Punição máxima era a perda do cargo e inabilitação para o serviço público

Gleisi Hoffmann vai ao TSE pedir providência contra campanha de BolsonaroGleisi Hoffmann vai ao TSE pedir providência contra campanha de Bolsonaro - Foto: Marcelo Camargo/Agência Brasil

Após reunião com integrantes do Ministério Público Federal nesta segunda-feira (14), o deputado Onyx Lorenzoni (DEM-RS) recuou e retirou de seu parecer proposta de endurecer as regras de punição a juízes, procuradores e promotores que cometerem crimes.

Lorenzoni, que é relator na Câmara do pacote de medidas apresentado pelo Ministério Público, se encontrou, entre outros, com Deltan Dallagnol, um dos coordenadores da força-tarefa da Operação Lava Jato, e José Robalinho Cavalcanti, presidente da Associação Nacional dos Procuradores da República (ANPR).

Uma das propostas incluídas no pacote por Lorenzoni estabelecia que magistrados e membros do Ministério Público passassem a poder responder por crime de responsabilidade. A punição máxima era a perda do cargo e inabilitação para o serviço público.

"Estamos afastando toda e qualquer remota referência à tentativa de constrangimento às investigações que estão sendo feitas. As medidas que vamos aprovar não podem nem de longe estar ao lado de medidas que possam passar a impressão de cerceamento de investigadores e juízes", disse o deputado.
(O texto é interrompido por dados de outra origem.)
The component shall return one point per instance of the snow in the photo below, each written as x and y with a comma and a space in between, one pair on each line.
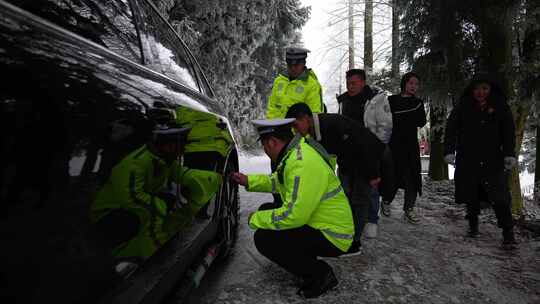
427, 263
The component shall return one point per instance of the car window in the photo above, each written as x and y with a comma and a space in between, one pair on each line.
163, 49
108, 23
205, 87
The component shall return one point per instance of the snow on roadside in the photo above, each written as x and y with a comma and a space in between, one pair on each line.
432, 262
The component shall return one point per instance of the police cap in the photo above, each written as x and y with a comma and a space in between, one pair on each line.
267, 127
295, 55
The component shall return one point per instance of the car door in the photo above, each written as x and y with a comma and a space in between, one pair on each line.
72, 109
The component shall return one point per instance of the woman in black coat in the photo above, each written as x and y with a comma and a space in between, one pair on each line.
408, 115
480, 131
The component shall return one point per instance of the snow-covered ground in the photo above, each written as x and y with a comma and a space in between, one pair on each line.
427, 263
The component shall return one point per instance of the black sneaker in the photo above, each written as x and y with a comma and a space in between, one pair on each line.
319, 286
355, 249
473, 227
473, 233
509, 242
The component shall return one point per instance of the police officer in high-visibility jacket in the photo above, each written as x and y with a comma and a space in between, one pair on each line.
315, 218
297, 84
132, 215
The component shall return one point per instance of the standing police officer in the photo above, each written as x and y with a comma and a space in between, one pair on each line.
297, 84
315, 218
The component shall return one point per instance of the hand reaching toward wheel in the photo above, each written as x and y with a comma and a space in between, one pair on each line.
239, 178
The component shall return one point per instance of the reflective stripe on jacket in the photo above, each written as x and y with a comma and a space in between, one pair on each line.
285, 93
207, 133
311, 194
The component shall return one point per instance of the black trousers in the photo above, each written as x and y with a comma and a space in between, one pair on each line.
296, 250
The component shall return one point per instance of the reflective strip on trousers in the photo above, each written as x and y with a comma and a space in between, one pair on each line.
298, 153
331, 193
343, 236
277, 218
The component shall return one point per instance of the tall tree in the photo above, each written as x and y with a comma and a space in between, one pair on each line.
395, 39
351, 34
241, 46
368, 36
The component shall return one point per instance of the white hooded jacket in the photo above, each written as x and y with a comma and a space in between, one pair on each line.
378, 117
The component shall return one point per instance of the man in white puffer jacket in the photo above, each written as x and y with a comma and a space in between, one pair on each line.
370, 108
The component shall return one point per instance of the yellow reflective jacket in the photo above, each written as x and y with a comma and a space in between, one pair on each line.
311, 194
285, 93
207, 133
133, 185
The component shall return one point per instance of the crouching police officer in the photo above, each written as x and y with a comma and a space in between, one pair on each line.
132, 214
315, 219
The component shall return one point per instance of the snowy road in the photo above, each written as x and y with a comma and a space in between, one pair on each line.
428, 263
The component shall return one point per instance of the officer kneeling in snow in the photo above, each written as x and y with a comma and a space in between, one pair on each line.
315, 219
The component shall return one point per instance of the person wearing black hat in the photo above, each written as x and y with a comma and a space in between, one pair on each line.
356, 148
315, 219
133, 214
297, 84
369, 107
480, 142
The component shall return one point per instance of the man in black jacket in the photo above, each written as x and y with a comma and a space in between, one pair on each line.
480, 131
358, 154
369, 107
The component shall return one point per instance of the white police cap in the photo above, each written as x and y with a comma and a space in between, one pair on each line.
296, 54
269, 126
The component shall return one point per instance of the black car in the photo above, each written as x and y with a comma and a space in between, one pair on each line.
90, 213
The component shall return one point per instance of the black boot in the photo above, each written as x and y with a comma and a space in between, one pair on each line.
473, 226
509, 242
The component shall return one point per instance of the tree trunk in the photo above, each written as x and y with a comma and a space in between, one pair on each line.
438, 169
520, 112
368, 37
495, 25
537, 167
395, 39
351, 35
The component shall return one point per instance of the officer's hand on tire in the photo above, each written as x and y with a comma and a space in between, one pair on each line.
249, 216
450, 159
239, 178
509, 162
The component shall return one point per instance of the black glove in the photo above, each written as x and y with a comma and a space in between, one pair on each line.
169, 199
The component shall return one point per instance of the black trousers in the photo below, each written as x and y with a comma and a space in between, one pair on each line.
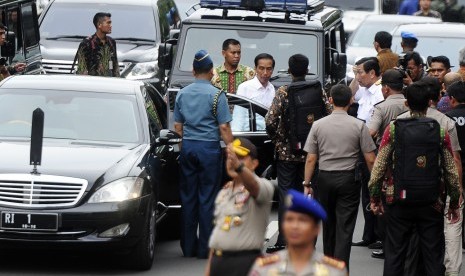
429, 223
290, 176
233, 263
339, 193
369, 228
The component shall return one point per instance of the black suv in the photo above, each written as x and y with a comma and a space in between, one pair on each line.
315, 31
139, 26
22, 37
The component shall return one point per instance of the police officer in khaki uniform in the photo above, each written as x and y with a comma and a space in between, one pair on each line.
242, 209
383, 113
336, 141
394, 104
301, 225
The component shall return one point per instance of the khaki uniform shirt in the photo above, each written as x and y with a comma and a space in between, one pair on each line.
279, 264
384, 112
387, 60
337, 139
240, 219
444, 121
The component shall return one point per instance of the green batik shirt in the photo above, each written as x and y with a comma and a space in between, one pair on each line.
230, 81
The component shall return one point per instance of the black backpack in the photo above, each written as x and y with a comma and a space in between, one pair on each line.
305, 107
417, 155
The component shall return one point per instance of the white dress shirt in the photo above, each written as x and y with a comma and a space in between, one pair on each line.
253, 90
367, 98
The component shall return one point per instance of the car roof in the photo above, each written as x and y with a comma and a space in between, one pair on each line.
113, 2
399, 18
444, 29
72, 82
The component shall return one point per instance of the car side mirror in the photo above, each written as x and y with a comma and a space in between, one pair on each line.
9, 48
339, 65
168, 137
165, 56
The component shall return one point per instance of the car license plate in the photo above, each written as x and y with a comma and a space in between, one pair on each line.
29, 221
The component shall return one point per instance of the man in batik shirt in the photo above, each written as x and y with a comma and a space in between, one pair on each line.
96, 55
229, 75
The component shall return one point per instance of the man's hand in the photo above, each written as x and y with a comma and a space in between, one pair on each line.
308, 191
377, 208
232, 162
19, 67
453, 215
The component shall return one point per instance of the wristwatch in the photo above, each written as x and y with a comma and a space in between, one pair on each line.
307, 185
240, 168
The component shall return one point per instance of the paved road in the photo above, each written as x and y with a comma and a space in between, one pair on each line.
168, 261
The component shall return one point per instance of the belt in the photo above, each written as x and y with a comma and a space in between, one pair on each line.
334, 172
226, 253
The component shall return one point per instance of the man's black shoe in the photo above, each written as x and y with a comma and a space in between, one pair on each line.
376, 245
274, 248
361, 243
378, 254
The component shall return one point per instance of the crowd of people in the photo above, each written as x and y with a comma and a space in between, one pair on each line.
391, 139
368, 138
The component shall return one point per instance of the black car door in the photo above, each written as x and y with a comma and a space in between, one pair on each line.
249, 122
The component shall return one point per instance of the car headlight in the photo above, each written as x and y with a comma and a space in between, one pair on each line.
119, 190
144, 70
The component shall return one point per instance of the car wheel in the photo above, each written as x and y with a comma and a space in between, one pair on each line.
143, 254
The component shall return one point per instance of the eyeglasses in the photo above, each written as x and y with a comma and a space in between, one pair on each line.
240, 150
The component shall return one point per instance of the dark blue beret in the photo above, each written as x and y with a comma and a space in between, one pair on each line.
202, 60
298, 202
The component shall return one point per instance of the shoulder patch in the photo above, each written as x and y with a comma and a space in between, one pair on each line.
334, 263
267, 260
228, 185
379, 103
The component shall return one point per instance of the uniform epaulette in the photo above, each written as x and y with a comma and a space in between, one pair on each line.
402, 113
267, 260
450, 117
379, 102
228, 185
333, 262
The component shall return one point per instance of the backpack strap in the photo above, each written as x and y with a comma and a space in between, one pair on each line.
216, 99
392, 129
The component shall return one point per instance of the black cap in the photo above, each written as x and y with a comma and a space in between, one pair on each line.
392, 76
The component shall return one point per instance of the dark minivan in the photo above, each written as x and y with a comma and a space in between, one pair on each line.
139, 26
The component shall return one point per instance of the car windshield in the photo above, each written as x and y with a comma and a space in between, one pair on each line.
280, 45
64, 19
365, 33
100, 117
350, 5
435, 46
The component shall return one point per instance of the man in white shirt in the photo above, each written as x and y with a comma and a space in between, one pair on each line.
367, 74
368, 77
258, 89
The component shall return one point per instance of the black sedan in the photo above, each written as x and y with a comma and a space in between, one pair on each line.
108, 170
97, 186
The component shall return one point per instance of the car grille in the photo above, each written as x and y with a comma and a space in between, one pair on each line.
40, 191
64, 66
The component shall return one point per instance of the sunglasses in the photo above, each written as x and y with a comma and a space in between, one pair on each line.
240, 150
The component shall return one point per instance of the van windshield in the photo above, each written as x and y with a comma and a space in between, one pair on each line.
281, 45
64, 19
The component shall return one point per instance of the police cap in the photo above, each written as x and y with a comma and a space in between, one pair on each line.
298, 202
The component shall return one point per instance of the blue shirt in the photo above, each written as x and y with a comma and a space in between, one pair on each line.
408, 7
194, 109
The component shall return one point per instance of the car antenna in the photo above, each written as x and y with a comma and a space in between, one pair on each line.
37, 136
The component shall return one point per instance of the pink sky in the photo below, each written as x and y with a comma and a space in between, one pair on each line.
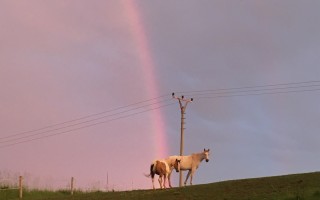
91, 61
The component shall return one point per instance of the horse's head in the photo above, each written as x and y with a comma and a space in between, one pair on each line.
206, 154
177, 165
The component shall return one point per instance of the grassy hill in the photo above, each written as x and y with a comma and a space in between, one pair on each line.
288, 187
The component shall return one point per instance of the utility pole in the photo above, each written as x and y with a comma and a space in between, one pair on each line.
183, 106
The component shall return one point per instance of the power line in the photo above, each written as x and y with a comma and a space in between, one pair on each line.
43, 129
257, 94
82, 127
125, 111
248, 87
79, 123
257, 90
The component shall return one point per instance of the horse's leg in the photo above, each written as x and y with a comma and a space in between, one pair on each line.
185, 182
191, 177
160, 181
153, 182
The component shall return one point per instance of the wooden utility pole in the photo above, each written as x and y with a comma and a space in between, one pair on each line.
20, 187
72, 185
183, 108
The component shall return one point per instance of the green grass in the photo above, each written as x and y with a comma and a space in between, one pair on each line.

Ele afirmou que o tema será debatido pelo Congresso em outra oportunidade.

Dallagnol disse que pediu ao deputado a retirada desse ponto por considerar que o debate poderia ser contaminado por aqueles que, em sua visão, tentam inibir o trabalho da Lava Jato. Ele afirmou que os magistrados e os procuradores não se recusam a debater essa proposta, mas em outro momento.

Caixa dois

Os procuradores também reafirmaram a posição de não considerar que a proposta de criminalização específica do caixa dois eleitoral represente uma anistia aos atuais alvos da Lava Jato.

A Lei Penal não pode retroceder para prejudicar o réu, ponto considerado como tábua de salvação por alguns políticos. O Ministério Público entende, porém, que eles poderão continuar a ser processados com base em outras lei em vigor hoje em dia.